Lights: Eight

Market of Slaves

Aimee wandered to a more or less populated street, where the people were wary and not feisty as they might have been weeks ago. Many of them regarded Aimee with spiteful, nervous, suspicious, and frightful looks when they saw her battered state. Her elbows were red and dripping blood, that had left a stain of crimson in her white sleeves. Her clothes were dusty and worn out because she had scraped her body during the fall of the debris on her and when the sentinel pushed her to the ground. She tried, however, to appear less shabby and smiled humbly. She could see the flags in the near horizon, announcing her nearness to the docking plates of the Trade.

As she progressed, she noticed that her path started winding into desolated alleys and roads, where the remnants of stands and merchandise were scattered around and weapons lying broken on the ground. Aimee bit her lip, her heart sore with panic. Only one thought kept her going, the prospect of reuniting with her family soon; and one thought gnawed her mind, she should have kept the wooden stick just in case. Despite the solitude, she trudged forward as best she could and ignored the pangs of pain her body screamed.

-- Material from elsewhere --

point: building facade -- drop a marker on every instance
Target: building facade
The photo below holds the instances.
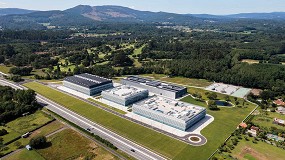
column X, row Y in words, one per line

The alley had become dusty and echoes of her breathing and walking bounced off the walls. She hear scuffling noises, feet running in her direction, and ragged breathing; she thought it was a product of her imagination. However, two black marks appear after rounding a corner, those specks were growing larger and larger, soon converting themselves into two human shapes running as fast as they could. Aimee had one word in mind: danger.

The longest figure of the two was a girl about her age, with long, thick black hair, almond-shaped black eyes, and slightly tanned skin. She was dragging a small boy behind her, urging him to run faster. The boy could be no more than ten years old, skinny and feeble, with curtains of dark hair and black eyes. Both of them had something unnatural in common, black numbers tattooed on their forearm and a bronze collar tightly secured on their necks.

Aimee was aghast. Slaves, she thought. As they drew near, she could see their expression of exhaustion and terror. She immediately guessed they were escaping from their owners. She and the girl exchanged a quick glance, there was something pleading in her eyes which Aimee sympathized with and wished she could help them. Aimee stepped aside to allow them both to run through, the girl was shorter than her and her body attractive, by no means was she plain or ugly. The girl’s eyes shifted before her and they ran past Aimee. Aimee could smell sweat and fear. The little boy tripped on loose wood and fell on the ground, giving a little cry of agony. The girl stopped on her tracks.

“Please Pablo, stand up, the sentinel is coming,” she pleaded, lifting him up by the armpits. “Apurate.” The little boy, at the mention of the sentinel coming, quickly scrambled to his feet and let the girl drag him to a run once again. Her English was broken and slightly accented, Aimee noted. She heard more noise coming from the direction where the girl and Pablo had run from, it was thumping runs, like the hooves of a best trotting. Aimee searched around her, panicking, and slid her skinny body in a slot of an alley, praying to the Lights the sentinel does not see her.

The sentinel was huffing and sweating when he passed in front of Aimee. His bronze mail shone under noon sun, his head was protected with a metal helmet, and he had a long, sharp scimitar in his hand. Aimee exhaled in relief when he had run past her, unmoved and inattentive to her hiding place. Slowly, she emerged from her hiding place and look after the sentinel. On the one hand, she had the Chaser to return to her home, safe and sound; but on the other hand she had two defenseless people that probably would be tortured for attempting an escape after they were recaptured or worst, die.

 Aimee was divided between these two crucial decisions. Slavery matters in the Trade weren’t her problem or business to deal with, but her conscience would never be appeased knowing that she might have been able to save two innocent people. “Why are you wasting your time thinking, Aimee?” she reproached herself. “Just do it already.” And she ran after the sentinel.